Possibly the most spectacular of the visual phenomena in the southern skies
are the auroras. The sighting of auroras is naturally restricted to those
times when the sky is dark, so most summer visitors to the continent miss
seeing the shimmering curtains of multicolored light. The aurora australis
or "southern dawn" (the Southern Hemisphere's version of the northern
aurora borealis ) is a form of electrical disturbance 50 to 595 miles (80 to
950 km) up in the stratosphere.
Auroral displays appear as beautiful colored arcs, bands and even
waving-curtain effects of light in the night sky. These can shimmer and
pulse in displays that last for minutes or hours.

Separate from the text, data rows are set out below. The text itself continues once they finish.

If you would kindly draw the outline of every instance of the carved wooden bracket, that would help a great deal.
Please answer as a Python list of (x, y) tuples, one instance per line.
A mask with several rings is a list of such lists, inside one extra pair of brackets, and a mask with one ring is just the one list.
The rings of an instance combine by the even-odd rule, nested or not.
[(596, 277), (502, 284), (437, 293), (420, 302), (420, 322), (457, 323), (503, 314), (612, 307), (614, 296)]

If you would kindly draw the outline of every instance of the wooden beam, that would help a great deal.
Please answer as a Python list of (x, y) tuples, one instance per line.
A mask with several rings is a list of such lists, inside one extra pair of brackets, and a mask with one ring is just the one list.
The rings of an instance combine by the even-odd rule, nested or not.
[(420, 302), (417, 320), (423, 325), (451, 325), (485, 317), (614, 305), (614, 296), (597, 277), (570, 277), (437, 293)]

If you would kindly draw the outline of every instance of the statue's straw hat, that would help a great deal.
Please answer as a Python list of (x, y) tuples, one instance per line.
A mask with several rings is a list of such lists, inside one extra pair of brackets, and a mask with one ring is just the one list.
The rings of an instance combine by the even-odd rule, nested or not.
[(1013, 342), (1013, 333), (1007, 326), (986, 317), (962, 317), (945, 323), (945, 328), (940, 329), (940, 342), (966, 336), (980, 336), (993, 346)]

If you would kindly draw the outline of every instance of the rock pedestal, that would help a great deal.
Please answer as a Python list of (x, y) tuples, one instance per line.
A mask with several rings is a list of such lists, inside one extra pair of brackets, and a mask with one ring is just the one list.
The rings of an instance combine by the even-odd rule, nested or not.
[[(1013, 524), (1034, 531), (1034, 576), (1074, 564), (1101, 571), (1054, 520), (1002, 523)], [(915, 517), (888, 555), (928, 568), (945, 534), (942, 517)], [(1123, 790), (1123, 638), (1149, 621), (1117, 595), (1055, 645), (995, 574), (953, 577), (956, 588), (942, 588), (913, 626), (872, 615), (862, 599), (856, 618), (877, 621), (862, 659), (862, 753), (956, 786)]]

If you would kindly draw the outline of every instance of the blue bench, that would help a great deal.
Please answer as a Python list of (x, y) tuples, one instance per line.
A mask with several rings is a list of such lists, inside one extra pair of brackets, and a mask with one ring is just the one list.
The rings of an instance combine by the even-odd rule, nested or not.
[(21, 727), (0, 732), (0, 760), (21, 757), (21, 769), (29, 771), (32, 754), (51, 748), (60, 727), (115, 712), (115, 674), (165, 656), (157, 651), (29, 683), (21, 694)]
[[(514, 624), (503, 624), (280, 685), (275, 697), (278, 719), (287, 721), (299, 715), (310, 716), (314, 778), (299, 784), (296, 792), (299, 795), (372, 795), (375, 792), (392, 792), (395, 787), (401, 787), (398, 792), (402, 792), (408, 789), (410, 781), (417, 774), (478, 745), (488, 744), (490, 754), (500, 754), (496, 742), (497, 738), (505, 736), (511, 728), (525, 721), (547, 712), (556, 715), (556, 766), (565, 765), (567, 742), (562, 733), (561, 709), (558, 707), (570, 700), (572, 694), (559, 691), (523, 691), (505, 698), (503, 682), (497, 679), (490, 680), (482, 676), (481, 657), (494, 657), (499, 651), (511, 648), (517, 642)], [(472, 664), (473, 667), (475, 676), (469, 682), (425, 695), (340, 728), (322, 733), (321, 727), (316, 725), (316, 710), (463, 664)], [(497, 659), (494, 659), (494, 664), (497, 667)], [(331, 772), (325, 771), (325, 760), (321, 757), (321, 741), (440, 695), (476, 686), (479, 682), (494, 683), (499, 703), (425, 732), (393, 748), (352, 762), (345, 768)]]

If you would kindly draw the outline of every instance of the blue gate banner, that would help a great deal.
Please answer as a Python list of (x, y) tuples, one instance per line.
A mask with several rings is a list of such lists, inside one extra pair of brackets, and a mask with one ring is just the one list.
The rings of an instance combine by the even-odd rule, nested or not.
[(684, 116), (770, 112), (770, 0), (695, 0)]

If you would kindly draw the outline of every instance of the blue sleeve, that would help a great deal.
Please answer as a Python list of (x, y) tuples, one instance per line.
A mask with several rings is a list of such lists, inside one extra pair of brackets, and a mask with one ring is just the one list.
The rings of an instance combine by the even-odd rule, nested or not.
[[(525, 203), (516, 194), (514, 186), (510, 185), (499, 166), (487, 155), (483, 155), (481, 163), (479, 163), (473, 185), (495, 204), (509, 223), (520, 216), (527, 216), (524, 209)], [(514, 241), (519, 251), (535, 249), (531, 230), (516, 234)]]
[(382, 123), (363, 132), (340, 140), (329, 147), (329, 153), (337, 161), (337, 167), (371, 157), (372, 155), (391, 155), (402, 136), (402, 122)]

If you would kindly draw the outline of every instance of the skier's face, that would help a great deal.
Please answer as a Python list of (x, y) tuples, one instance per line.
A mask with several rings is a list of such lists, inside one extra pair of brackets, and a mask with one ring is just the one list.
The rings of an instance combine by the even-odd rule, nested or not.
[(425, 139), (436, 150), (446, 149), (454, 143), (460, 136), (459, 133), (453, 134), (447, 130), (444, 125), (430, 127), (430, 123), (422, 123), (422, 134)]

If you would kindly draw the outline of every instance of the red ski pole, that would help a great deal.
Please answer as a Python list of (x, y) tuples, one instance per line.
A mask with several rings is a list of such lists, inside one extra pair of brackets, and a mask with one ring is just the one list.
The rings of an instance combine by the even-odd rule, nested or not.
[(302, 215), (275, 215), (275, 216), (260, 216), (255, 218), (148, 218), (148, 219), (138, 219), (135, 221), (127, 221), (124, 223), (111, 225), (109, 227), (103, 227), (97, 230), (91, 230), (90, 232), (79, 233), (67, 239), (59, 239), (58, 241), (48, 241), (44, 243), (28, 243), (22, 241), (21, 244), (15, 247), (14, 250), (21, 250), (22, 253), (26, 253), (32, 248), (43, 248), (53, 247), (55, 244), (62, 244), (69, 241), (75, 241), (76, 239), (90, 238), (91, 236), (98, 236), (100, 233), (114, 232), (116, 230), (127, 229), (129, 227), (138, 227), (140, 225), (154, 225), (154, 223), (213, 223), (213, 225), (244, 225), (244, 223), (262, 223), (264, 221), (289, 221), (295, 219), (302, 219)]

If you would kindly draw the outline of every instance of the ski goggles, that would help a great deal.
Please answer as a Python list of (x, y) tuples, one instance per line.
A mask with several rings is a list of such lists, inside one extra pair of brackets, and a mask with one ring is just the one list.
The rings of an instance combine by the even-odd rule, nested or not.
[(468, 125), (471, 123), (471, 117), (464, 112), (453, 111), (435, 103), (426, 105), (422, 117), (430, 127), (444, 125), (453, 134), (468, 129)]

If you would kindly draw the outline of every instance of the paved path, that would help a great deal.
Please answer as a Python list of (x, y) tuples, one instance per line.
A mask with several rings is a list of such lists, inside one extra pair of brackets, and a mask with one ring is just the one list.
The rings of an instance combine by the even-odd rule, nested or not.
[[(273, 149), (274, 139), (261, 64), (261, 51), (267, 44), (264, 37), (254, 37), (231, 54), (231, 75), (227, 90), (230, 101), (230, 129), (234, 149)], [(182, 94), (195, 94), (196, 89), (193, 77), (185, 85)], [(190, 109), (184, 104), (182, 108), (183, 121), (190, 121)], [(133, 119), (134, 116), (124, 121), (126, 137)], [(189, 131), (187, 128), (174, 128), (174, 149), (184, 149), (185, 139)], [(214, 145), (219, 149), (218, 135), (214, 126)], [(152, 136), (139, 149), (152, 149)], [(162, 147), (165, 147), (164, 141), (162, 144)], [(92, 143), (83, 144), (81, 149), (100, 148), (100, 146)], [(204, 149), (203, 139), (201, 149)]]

Auroras in the southern hemisphere are concentrated in an oval shape about 30
° north of the magnetic axis of the earth, the South Magnetic Pole. They are
extremely difficult to photograph because they are very faint and can move
rapidly and change color. Incidentally, the Magnetic Pole is constantly
moving and is currently off the coast of Dumont d Urville -- some 1400 miles
from the geographical South Pole!
The final main visual phenomena in the Antarctic, mirages, are more commonly
found in hot deserts but they also occur at the Poles. Here they are caused
by low-slanting sunlight, passing through layers of cold air close to the
surface, being refracted towards the observer. These are known as Superior
Mirages which cause objects to seem to float in the shimmering air, and seem
closer that they really are.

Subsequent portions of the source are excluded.